Check the IRS website for the exact list of tax relief for 2021 disasters.

Tax relief for people outside the disaster area

You can also get relief if you don’t live in the disaster area but you can’t access financial documents or business records because they were located in the disaster area. For example, this may apply to you if you are in an S corporation or partnership and can’t submit the necessary Schedule K-1 forms because documents were lost in the disaster.

Additionally, if your normal tax preparer can’t file your return because they live in the disaster area, relief may be available for you, even if you live elsewhere.

Is COVID-19 a natural disaster for tax purposes?

No, the coronavirus does not qualify as a natural disaster for federal taxes purposes, and you cannot use the deduction for casualty and theft losses for COVID-19.

There may be other tax breaks available to you if you were affected by the coronavirus. Parents who had to pay for child care so they could go to work, look for work, or attend school, may be eligible to deduct some of those childcare costs through the child and dependent care credit. If you are self-employed and couldn’t work because you had COVID-19 or because you needed to care for someone who had it, you may be eligible to receive a tax credit worth up to $200 for each day of work you missed.
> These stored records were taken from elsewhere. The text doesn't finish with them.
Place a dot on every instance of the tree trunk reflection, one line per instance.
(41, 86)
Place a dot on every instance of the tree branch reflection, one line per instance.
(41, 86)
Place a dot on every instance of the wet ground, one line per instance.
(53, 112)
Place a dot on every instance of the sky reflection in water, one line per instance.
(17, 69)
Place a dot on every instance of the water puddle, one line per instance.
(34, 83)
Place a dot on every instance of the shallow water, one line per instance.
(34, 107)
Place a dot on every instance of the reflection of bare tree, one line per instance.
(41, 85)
For 2021, teachers can also deduct unreimbursed expenses for protective items  and personal protective equipment — like gloves, masks, hand sanitizer, and cleaning wipes — are FSA and HSA deductible.

Make sure to review your homeowners or renters policy

Receiving financial aid through the tax system can be difficult and it isn’t always a guarantee. The best way to protect your property may be to ensure you get the right home insurance policy right from the start. Here are a few questions to consider when shopping for a policy:

  • What events does your policy cover? Traditional home and renters insurance policies don’t cover common natural disasters such as floods, tornadoes, hurricanes, or sinkholes. Homeowners who live in places prone to these events should consider buying additional coverage through a separate policy.
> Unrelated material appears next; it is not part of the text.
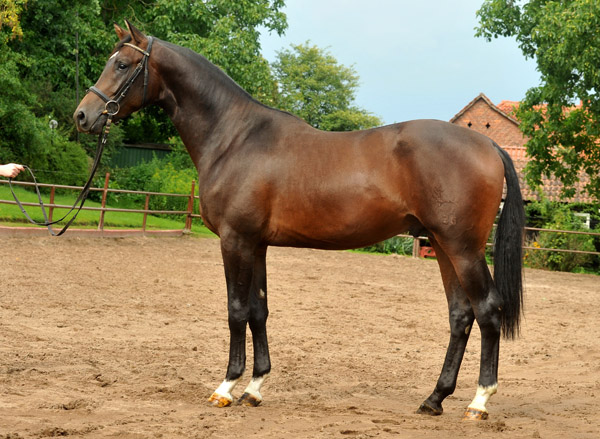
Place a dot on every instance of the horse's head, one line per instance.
(124, 85)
  • Do you have an actual cash value policy or a replacement cost policy? The type of policy you have determines how much your insurance will pay you. Replacement cost policies generally provide more coverage and provide larger payments because they reimburse you based on the current value of a new item that’s similar to the one you lost. An actual cash value policy reimburses your property’s value after factoring in depreciation. Learn more about actual cash value vs. replacement cost.
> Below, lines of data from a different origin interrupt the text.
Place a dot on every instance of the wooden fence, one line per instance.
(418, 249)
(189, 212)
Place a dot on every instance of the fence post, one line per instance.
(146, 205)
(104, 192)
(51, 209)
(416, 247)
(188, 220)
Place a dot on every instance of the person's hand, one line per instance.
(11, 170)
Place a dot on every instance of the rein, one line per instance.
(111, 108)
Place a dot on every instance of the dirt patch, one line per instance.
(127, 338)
  • What are your insurance coverage limits? Don’t forget to consider the total coverage limit and the limit for individual items. Even if you have a high total coverage limit, policies generally limit how much you can claim on an individual item of high value, such as jewelry or an electronics device.

  • How much is your additional living expenses coverage? Also called loss of use coverage, this pays for you to stay somewhere if your house becomes unlivable. The coverage is 20% of your overall dwelling coverage, but you want to consider a higher amount if you’re in a disaster-prone area. It will cost more on your policy, but more coverage can make life easier after you’ve just experienced a disaster.